Delphi’s DeVos estimates that vehicles in on-demand mobility fleets could travel between 70,000 and 80,000 miles per year, four or five times the 12,000 to 15,000 miles most privately owned vehicles cover in an average year. With that intense usage, fleet operators likely will need to replace them every three or four years.
Self-driving vehicles will most likely populate urban areas first, where charging stations are more likely to pop up first because of urban population density.
This won’t happen overnight. Availability of charging stations is still inadequate outside of California and pockets along the East Coast.
According to ChargePoint, which operates the world’s largest EV charging network, there are about 30,600 public charging stations in the U.S. The U.S. Department of Energy’s Alternative Fuels Data Center lists 35,825.
For perspective, the National Association of Convenience Stores reports that the number of gas stations in the U.S. has fallen from 202,800 in 1994 to about 150,000 in 2015, but each has between six and 16 pumps.
Fields said this month that autonomous vehicles could account for 20 percent of new vehicle sales in the U.S. by 2030, and one of every 10 miles traveled by car by 2025.
Assuming sales of 15 million — 2015 sales were 17.5 million — that translates to 3 million units. At that volume, the cost of batteries, currently between $150 and $200 per kilowatt-hour, can drop significantly.
To illustrate, GM’s product development chief Mark Reuss has said each battery cell on the Bolt costs about $145 per kilowatt. The Bolt’s electric capacity is 60 kWh, so the battery alone costs about $8,700, or roughly a quarter of the car’s suggested retail price.
Ford estimates it can deliver a lithium-ion battery system at $120 per kWH by 2020 and drive that down to $85 by 2030. That would be a 40 percent lower cost for a system with capacity equal to the Bolt.

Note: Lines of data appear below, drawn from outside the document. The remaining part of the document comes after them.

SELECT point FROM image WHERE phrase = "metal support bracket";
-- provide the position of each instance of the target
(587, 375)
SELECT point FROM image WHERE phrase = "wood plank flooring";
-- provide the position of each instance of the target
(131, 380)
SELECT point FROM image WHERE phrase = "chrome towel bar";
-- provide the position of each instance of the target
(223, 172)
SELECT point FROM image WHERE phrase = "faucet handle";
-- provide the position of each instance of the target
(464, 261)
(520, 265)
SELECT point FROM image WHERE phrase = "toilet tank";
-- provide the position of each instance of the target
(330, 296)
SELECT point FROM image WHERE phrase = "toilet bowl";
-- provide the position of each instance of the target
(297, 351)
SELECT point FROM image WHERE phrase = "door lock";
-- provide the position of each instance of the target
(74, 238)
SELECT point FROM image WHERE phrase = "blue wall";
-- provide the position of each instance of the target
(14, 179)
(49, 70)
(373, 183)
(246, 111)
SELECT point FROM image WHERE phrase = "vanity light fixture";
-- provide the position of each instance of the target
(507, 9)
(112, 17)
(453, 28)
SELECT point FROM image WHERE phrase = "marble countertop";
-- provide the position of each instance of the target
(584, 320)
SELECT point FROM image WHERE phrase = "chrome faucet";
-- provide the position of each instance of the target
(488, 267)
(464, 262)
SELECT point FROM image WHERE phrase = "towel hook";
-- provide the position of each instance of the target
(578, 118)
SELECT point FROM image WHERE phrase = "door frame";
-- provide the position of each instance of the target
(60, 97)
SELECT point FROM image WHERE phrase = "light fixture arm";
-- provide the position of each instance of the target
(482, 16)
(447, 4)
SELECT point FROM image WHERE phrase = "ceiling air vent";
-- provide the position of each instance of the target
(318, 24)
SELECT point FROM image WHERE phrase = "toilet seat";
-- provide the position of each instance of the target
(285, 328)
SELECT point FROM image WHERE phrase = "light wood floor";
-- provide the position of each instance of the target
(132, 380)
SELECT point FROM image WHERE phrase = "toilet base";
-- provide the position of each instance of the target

As Uber, Lyft and other ride-hailing businesses grow, suddenly the cost of owning, fueling and maintaining these vehicles will be less than the cost of paying drivers and fueling the vehicles with gas. For example, today an average Uber driver earns about $40,000 a year after the company takes its commission from his or her fare revenue, according to www.idrivewithuber.com
If the company could buy an automated electric vehicle for about $30,000, Tillemann-Dick estimates the cost per mile could be reduced by as much as 80 percent as the cost of the electricity would be about half of where gasoline is today in the $2.20 to $2.40 per gallon range.
Remember, these cars will be driving more hours per day than most human drivers.
“The only caveat I’d offer is that you can do an autonomous car with an internal combustion engine, but what is going to drive the Ubers and Lyfts to opt for EVs is reliability and lower fuel cost,” Tillemann-Dick said.
©2016 Detroit Free Press, Distributed by Tribune Content Agency, LLC.